BHB induced ICa modulation via natively expressed FFA3 in sympathetic MPG neurons. A, Time courses of ICa and superimposed current traces evoked with the double-pulse voltage protocol from enzymatically dissociated sympathetic (SN, Ai) and parasympathetic (PS, Aii) MPG neurons. C3 (1 mm) was applied before BHB test to determine functional expression of native FFA3 in MPG neurons. After removal of C3, BHB (10 mm) was applied to the same neurons. The horizontal bars represent the duration of C3 and BHB application. Superimposed current traces were obtained from the time point showing maximal ICa inhibition during drug application. B, Changes in ICa amplitude produced by C3 (1 mm, squares) and BHB (10 mm, diamonds) from each tested sympathetic (SN) and parasympathetic (PS) MPG neuron are represented as individual points in the dot plot graph. Mean ± SEM drug responses are represented as horizontal solid lines on the graph. Filled squares and diamonds on graph represent PTX (500 ng/ml) pretreated groups. ***p < 0.001. n.s., No significant difference between groups (p > 0.05; unpaired t test with Welch's correction). C, Peak of ICa inhibition (%) by BHB (y-axis) versus C3 (x-axis) was plotted and the correlation between the groups determined (p < 0.0001, R2 = 0.63). The solid line represents the best linear fit as determined from Deming (orthogonal distance) regression. The slope was 0.42 ± 0.05 (slope ± 95% CI). D, Concentration–response curves for normalized ICa inhibition by C2 (filled circles) or C3 (filled squared) on natively expressed FFA3 in sympathetic MPG neurons (solid lines). For comparison, concentration–response curves for C2 (open circles) and C3 (open squares) on heterologously expressed rFFA3 in SCG neurons (from Figs. 2 and 5) are also normalized and represented on the same graph (dashed lines).
Discussion
SCFAs are considered a minor nutrient source produced from enteric bacteria. However, the recently deorphanized GPCRs, FFA3 and FFA2, for which SCFAs are proposed ligands, provide an additional function for these molecules as initiating elements in signaling cascades. A key to understanding the physiological roles of these receptors lies with determining their location, endogenous ligands, signaling pathways, and effectors. In this study, we examined these questions in regard to function of FFA3 in the rat SNS.
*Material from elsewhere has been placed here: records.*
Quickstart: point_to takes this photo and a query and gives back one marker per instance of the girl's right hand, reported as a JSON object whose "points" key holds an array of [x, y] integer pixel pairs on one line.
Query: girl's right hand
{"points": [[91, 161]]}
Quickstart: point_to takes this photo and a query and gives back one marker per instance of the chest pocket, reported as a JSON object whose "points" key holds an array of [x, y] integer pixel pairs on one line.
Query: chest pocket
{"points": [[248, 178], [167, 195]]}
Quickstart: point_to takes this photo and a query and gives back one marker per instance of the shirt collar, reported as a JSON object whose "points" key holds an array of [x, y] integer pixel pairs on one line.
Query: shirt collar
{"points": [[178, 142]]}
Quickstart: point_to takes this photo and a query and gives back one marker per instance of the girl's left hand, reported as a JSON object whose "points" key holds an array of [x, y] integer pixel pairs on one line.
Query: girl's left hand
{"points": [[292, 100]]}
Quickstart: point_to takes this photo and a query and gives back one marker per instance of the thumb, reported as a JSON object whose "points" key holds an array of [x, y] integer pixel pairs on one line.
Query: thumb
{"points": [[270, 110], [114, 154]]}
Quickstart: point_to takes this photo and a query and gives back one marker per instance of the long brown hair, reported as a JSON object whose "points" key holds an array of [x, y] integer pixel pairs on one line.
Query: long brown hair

Abundant and variable expression of FFA3 in sympathetic ganglia
Kimura et al. (2011) have shown that FFA3 is highly expressed in the SNS of mice and humans. This finding was unexpected as previous work identified FFA3 expression in non-neuronal elements, such as enteroendocrine cells, monocytes, and WAT (Brown et al., 2003; Le Poul et al., 2003; Nilsson et al., 2003; Xiong et al., 2004). We extended this finding by showing that FFA3 expression and function within the rat SNS are unevenly distributed. The highest transcript levels and ICa modulation were detected in the prevertebral (CSMG, MPG) versus the paravertebral (SCG, SG) ganglia. This distribution provides some clues to physiological function. For example, prevertebral sympathetic neurons innervate a variety of visceral structures, including the resistance vasculature supplying the intestines. Moreover, ICa modulation was highly variable in neurons isolated from single ganglia suggesting that the innervation target may dictate FFA3 expression level. However, this remains speculative until methods for definitely tracing FFA3-expressing neurons to target organs are developed. Transcript levels of FFA2, a paralog of FFA3, were particularly high in CSMG and, notably, higher than levels in WAT.
Coupling of FFA3 to N-type Ca2+ channels in sympathetic neurons
Direct effects of FFA3 activation on voltage-gated ion channel function have not been previously explored. Heterologous expression of FFAs in SCG neurons allowed us to characterize a molecularly defined FFA response in a native neuronal environment. Expression of FFA3 followed by C2 or C3 application produced ICa inhibition typical of Gαi/o-coupled GPCRs, which was rapid in both onset and washout, voltage-dependent, and greatly reduced by PTX pretreatment (Ikeda, 1991, 1996). FFA2 expression produced similar results that differed in two important aspects: (1) C2 and C3 potencies were similar for FFA2 as opposed to C3 > C2 potency for FFA3 (Fig. 2B); and (2) the majority of C3 response was insensitive to PTX. Both observations corroborate previous studies (Brown et al., 2003; Le Poul et al., 2003) and were helpful for interpreting C3-mediated ICa modulation via natively expressed receptors in CSMG and MPG neurons.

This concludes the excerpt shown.